Ricarda haaser: schrauben statt skistöcke – ihre erste reaktion nach dem horror-sturz
Sie lag noch
im Schnee, da wusste Ricarda Haaser schon: Dieser Tag wird ihr Leben auf links drehen. 17 Sekunden Super-G, ein Sprung, eine Fehl-Landung – und die 32-jährige Tirolerin rutschte bäuchlings den Steilhang von Soldeu hinab. Die Diagnose nach dem Abtransport: Schienbeinkopf-Fraktur. Die Konsequenz: Schrauben, Titanplatte, neuer Kreislauf.„Man weiß nie, was das Leben für einen bereithält“, schreibt Haaser aus dem Krankenbett.

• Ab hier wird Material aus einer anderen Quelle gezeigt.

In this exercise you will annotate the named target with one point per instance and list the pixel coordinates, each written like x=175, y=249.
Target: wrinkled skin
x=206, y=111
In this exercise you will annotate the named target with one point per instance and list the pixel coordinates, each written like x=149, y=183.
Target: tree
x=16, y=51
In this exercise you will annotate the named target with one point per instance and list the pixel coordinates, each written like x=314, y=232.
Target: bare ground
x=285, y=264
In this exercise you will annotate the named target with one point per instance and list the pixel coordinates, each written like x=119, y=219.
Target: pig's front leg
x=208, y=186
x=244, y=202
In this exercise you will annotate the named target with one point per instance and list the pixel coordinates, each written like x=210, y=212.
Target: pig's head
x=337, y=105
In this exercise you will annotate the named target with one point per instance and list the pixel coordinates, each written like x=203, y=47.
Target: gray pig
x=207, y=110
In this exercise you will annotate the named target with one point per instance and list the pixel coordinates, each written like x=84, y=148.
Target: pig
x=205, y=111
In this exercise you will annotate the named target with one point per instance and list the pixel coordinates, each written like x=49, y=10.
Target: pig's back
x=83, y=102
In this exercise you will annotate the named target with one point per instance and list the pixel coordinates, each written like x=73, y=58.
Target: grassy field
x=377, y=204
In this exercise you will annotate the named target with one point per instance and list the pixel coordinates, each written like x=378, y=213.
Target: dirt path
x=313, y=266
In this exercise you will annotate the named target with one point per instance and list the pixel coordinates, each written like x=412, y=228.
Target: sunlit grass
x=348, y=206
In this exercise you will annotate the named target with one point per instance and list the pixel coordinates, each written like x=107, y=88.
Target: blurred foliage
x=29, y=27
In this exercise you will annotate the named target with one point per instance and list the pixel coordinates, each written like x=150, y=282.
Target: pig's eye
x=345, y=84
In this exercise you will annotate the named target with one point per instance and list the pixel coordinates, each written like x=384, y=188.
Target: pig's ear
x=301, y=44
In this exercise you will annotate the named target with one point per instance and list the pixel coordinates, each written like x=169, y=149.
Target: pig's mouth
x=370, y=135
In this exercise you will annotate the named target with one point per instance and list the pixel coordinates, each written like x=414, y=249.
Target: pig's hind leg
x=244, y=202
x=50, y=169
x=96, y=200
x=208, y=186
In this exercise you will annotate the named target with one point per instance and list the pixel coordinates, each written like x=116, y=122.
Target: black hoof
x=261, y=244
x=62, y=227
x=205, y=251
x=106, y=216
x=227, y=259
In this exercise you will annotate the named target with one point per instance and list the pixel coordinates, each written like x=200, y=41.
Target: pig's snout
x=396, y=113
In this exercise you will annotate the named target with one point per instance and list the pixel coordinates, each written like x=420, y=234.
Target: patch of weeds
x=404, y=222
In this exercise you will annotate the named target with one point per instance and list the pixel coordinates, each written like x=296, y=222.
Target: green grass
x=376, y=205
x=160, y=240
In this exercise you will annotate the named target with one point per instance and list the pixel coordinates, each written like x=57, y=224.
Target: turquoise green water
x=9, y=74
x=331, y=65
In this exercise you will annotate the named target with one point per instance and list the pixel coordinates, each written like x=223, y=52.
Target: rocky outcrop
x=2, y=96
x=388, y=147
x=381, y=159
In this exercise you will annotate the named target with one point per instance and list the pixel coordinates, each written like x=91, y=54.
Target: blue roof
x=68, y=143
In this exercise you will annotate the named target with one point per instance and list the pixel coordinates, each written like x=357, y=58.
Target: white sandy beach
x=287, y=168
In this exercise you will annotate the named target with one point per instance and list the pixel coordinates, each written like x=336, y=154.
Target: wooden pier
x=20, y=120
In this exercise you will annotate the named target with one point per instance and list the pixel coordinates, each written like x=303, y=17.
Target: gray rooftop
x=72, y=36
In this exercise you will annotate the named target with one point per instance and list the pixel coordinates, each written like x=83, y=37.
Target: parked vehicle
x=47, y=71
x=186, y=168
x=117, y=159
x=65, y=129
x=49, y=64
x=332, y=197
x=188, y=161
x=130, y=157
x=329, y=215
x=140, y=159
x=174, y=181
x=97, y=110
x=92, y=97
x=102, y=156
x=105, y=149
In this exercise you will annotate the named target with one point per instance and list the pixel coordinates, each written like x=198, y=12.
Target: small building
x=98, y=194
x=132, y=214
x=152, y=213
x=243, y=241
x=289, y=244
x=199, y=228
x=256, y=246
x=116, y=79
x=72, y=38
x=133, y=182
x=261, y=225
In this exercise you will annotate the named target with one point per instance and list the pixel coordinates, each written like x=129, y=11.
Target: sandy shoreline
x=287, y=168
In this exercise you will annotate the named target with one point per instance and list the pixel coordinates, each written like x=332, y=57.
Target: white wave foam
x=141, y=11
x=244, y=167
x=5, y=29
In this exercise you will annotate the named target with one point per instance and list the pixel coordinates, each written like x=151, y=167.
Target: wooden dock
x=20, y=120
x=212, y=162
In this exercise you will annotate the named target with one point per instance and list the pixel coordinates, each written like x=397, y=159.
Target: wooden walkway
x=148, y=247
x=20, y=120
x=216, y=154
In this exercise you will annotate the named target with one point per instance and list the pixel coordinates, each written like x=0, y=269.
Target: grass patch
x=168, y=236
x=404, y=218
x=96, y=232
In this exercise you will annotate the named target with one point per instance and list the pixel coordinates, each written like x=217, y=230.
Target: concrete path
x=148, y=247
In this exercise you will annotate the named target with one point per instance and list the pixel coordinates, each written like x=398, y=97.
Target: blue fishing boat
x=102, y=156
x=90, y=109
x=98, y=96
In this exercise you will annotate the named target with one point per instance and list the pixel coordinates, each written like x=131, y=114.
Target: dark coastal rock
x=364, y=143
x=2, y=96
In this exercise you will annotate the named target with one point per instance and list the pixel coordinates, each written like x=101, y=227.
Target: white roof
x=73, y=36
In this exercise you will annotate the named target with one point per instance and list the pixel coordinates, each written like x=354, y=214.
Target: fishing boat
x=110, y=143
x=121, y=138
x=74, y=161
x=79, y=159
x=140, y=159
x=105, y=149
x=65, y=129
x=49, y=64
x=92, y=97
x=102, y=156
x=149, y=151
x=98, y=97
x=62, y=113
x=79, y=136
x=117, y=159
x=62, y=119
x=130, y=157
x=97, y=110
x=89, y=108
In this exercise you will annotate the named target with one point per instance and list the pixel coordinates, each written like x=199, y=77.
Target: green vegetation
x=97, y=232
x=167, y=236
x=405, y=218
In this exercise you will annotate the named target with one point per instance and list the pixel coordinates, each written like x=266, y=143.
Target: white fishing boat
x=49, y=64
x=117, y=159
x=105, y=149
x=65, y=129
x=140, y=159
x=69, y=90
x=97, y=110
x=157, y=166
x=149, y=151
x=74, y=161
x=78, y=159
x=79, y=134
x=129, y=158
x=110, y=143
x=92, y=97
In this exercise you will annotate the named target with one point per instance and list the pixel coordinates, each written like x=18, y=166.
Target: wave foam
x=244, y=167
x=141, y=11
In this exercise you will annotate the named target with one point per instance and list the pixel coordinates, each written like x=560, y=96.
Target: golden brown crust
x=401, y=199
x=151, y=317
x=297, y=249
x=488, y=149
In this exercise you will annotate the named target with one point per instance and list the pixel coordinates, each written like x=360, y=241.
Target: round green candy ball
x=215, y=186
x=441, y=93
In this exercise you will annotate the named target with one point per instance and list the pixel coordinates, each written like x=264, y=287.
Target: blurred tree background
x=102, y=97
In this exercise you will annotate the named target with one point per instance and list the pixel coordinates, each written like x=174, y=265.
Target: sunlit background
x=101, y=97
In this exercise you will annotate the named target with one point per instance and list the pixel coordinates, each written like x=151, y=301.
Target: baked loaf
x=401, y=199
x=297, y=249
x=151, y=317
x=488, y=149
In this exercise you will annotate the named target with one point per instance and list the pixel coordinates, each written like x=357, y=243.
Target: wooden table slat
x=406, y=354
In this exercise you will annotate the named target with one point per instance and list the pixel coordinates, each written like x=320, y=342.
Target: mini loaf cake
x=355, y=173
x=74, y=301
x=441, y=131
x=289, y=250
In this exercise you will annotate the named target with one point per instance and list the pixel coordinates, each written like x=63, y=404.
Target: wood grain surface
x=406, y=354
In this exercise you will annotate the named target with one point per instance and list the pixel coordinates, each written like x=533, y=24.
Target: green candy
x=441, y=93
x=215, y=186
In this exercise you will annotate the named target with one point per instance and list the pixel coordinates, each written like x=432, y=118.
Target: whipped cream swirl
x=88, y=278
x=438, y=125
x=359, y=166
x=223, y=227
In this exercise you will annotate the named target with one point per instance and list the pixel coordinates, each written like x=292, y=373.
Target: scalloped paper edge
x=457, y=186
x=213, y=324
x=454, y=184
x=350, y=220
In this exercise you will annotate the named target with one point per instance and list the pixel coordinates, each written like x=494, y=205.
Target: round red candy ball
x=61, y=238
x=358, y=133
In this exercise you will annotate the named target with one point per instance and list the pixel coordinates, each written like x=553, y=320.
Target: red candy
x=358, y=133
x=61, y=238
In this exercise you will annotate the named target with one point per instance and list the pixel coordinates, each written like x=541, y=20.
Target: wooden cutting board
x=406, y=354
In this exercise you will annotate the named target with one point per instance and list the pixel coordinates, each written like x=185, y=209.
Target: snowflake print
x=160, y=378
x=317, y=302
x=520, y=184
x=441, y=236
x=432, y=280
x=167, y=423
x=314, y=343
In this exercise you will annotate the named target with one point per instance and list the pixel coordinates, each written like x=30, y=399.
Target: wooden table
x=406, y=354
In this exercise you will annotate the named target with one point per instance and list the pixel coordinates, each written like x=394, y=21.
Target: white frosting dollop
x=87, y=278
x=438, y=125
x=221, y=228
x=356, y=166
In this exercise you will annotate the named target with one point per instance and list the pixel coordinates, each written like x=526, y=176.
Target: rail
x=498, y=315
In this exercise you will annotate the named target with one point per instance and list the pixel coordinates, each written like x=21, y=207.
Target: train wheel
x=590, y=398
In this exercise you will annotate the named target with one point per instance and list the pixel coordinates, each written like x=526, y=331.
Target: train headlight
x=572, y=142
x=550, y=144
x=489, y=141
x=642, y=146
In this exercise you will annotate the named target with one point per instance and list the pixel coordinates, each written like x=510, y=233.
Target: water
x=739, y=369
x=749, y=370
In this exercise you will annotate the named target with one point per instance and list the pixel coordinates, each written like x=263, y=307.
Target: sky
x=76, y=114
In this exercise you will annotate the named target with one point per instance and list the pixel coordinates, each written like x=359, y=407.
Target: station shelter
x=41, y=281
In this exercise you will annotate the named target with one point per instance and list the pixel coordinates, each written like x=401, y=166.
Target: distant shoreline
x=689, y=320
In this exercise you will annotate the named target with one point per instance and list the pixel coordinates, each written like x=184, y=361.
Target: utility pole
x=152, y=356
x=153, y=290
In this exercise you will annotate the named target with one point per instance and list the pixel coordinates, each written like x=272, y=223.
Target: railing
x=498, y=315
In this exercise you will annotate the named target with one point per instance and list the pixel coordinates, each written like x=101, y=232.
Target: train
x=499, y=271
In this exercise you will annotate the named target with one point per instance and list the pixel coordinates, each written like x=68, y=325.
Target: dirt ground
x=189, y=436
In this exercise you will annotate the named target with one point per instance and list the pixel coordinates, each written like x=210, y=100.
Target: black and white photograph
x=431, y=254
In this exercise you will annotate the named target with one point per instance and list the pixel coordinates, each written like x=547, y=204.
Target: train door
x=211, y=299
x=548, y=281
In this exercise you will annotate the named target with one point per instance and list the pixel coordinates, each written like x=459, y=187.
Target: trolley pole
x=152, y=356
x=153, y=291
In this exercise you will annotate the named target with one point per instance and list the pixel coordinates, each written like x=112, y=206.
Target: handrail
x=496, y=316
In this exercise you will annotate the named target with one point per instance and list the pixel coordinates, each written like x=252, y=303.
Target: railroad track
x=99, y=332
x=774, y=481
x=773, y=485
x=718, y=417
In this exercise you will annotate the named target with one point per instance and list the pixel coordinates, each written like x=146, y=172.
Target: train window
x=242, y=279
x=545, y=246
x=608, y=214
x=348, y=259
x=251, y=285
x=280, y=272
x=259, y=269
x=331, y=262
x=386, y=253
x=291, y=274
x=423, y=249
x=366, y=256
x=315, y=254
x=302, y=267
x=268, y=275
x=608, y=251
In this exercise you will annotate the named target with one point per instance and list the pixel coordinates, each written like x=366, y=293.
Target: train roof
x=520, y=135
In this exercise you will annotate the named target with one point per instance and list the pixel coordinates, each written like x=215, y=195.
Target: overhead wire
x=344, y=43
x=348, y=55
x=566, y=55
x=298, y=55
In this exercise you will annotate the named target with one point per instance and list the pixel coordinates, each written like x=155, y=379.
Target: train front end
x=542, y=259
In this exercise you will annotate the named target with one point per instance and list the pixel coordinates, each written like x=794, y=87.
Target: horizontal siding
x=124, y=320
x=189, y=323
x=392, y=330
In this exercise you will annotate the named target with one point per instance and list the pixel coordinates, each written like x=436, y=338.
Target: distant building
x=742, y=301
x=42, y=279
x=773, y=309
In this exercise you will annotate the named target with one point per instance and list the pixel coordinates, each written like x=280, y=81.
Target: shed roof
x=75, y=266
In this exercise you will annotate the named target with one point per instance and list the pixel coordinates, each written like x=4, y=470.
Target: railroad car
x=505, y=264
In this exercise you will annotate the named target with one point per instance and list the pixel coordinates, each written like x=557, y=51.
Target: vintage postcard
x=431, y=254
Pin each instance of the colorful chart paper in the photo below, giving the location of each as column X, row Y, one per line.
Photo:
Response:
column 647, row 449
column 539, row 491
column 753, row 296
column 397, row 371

Unter dem Instagram-Post ein Foto, das sie strahlt – trotz Fixateur, trotz Schmerz. Die Botschaft dahinter: Ich bleibe im Spiel. Die Skifahrerin dokumentiert ihre Genesung in Echtzeit: Rettungshelikopter, Krankenzimmer, Physio-Video. 24 Stunden nach der Operation stemmt sie schon das verletzte Bein gegen das Therapieband. Kein Selbstmitleid, nur Arbeitsbuch.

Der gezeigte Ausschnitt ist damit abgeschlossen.